The gyro on the power board provides input to the "user analog input" pin on the Create. Your Windows API will likely provide a method for reading this. If it doesn't, check out this document.
The next step you'll have is to correct for sensor error. There are two primary types you should worry about:
- Scale error. The gyro may provide an analog value for a given rotational rate which doesn't quite match up with the spec. The turtlebot_calibration node can automatically determine this error by comparing a prediction based on the gyro with an actual observation of motion from the TurtleBot's Kinect sensor.

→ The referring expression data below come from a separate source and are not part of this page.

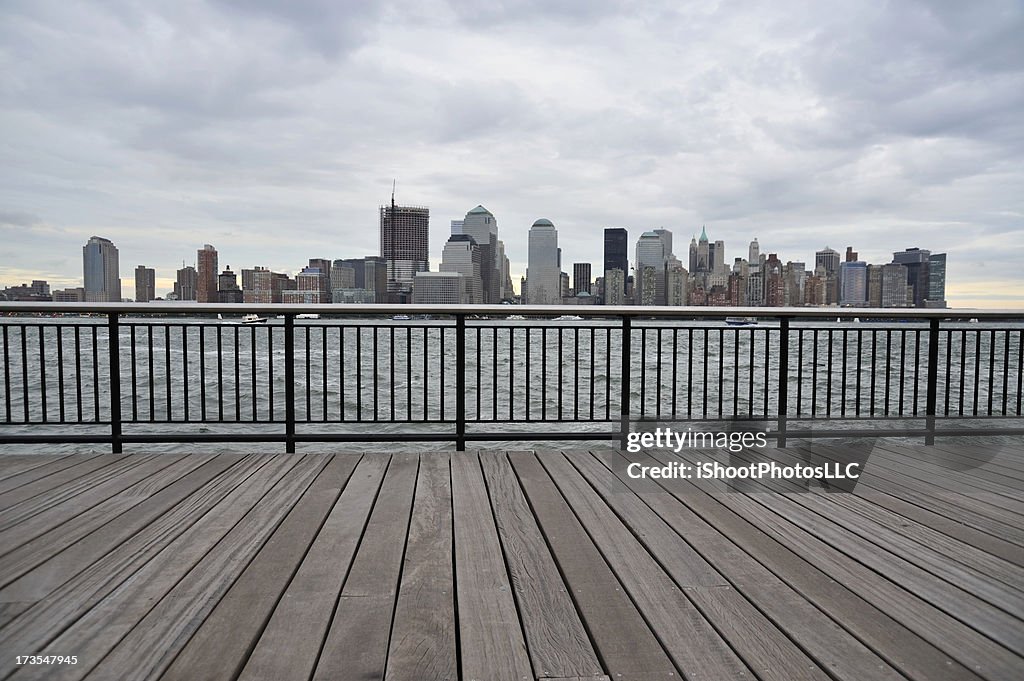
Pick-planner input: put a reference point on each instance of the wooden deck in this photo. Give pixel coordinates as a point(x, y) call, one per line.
point(508, 565)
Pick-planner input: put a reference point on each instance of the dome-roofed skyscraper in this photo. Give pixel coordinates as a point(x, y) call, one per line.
point(544, 268)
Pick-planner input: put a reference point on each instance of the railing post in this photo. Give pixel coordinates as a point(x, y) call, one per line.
point(933, 379)
point(460, 382)
point(783, 378)
point(289, 383)
point(114, 345)
point(625, 398)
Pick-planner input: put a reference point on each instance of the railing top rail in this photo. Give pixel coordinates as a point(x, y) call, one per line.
point(540, 310)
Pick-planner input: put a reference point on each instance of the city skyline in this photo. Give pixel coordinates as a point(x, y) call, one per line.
point(274, 131)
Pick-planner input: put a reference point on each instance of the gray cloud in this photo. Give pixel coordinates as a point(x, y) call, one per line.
point(273, 129)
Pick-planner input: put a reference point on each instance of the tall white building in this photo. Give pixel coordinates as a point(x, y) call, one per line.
point(543, 268)
point(101, 269)
point(462, 255)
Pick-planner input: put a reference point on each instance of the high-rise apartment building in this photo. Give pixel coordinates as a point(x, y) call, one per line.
point(615, 257)
point(185, 284)
point(543, 268)
point(404, 232)
point(206, 267)
point(102, 280)
point(481, 225)
point(581, 278)
point(145, 284)
point(463, 255)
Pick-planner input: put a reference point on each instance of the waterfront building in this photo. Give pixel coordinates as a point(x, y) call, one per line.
point(581, 278)
point(481, 225)
point(227, 287)
point(462, 254)
point(853, 283)
point(185, 284)
point(615, 257)
point(206, 266)
point(102, 279)
point(543, 268)
point(145, 284)
point(439, 289)
point(404, 232)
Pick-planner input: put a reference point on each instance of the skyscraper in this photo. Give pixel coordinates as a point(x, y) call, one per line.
point(206, 267)
point(615, 257)
point(404, 233)
point(102, 281)
point(463, 255)
point(482, 226)
point(145, 284)
point(543, 269)
point(581, 277)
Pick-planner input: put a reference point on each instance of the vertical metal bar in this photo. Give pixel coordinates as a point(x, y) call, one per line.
point(783, 378)
point(60, 391)
point(252, 369)
point(134, 382)
point(324, 371)
point(42, 372)
point(202, 372)
point(460, 388)
point(153, 388)
point(625, 390)
point(933, 378)
point(309, 379)
point(113, 343)
point(289, 383)
point(78, 372)
point(184, 367)
point(991, 367)
point(902, 367)
point(842, 402)
point(800, 369)
point(643, 373)
point(95, 374)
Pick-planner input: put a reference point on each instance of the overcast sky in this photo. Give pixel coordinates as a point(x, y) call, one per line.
point(273, 130)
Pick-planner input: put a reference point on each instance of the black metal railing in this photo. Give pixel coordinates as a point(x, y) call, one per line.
point(164, 373)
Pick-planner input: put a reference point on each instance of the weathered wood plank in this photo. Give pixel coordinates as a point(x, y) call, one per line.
point(492, 639)
point(192, 526)
point(956, 640)
point(222, 643)
point(723, 625)
point(236, 585)
point(89, 514)
point(424, 632)
point(793, 594)
point(71, 558)
point(556, 640)
point(625, 642)
point(291, 643)
point(357, 641)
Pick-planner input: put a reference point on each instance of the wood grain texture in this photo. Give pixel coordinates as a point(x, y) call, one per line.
point(491, 634)
point(556, 640)
point(423, 635)
point(222, 642)
point(291, 643)
point(357, 641)
point(627, 646)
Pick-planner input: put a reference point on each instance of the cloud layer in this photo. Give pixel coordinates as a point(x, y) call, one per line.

- Drift. The analog value corresponding to a zero rotational rate drifts over time. The TurtleBot is constantly recalibrating what the "zero value" is by averaging gyro sensor values when both wheels are not moving, and using that value as an offset.
After you do those two corrections, you're left with incorporating that data into your position estimates. You can start by integrating it to determine chassis rotation in your current dead-reckoning approach, and improve it further by adding Kinect data via an extended Kalman Filter. I'm not sure what direction you want to go in for this latter point, but hopefully the above helps...1.
Originally posted by Ryan with karma: 3248 on 2012-03-10
This answer was ACCEPTED on the original site
Post score: 4
Original comments
Comment by Mac on 2012-03-10:
I second all of the above; at this point, though, you've just reinvented a bunch of stuff that ROS does for you, in a well-debugged, well-integrated manner. I'm told there's some rudimentary ROS support on windows; probably enough to let a linux machine do the work, and a windows do the controls.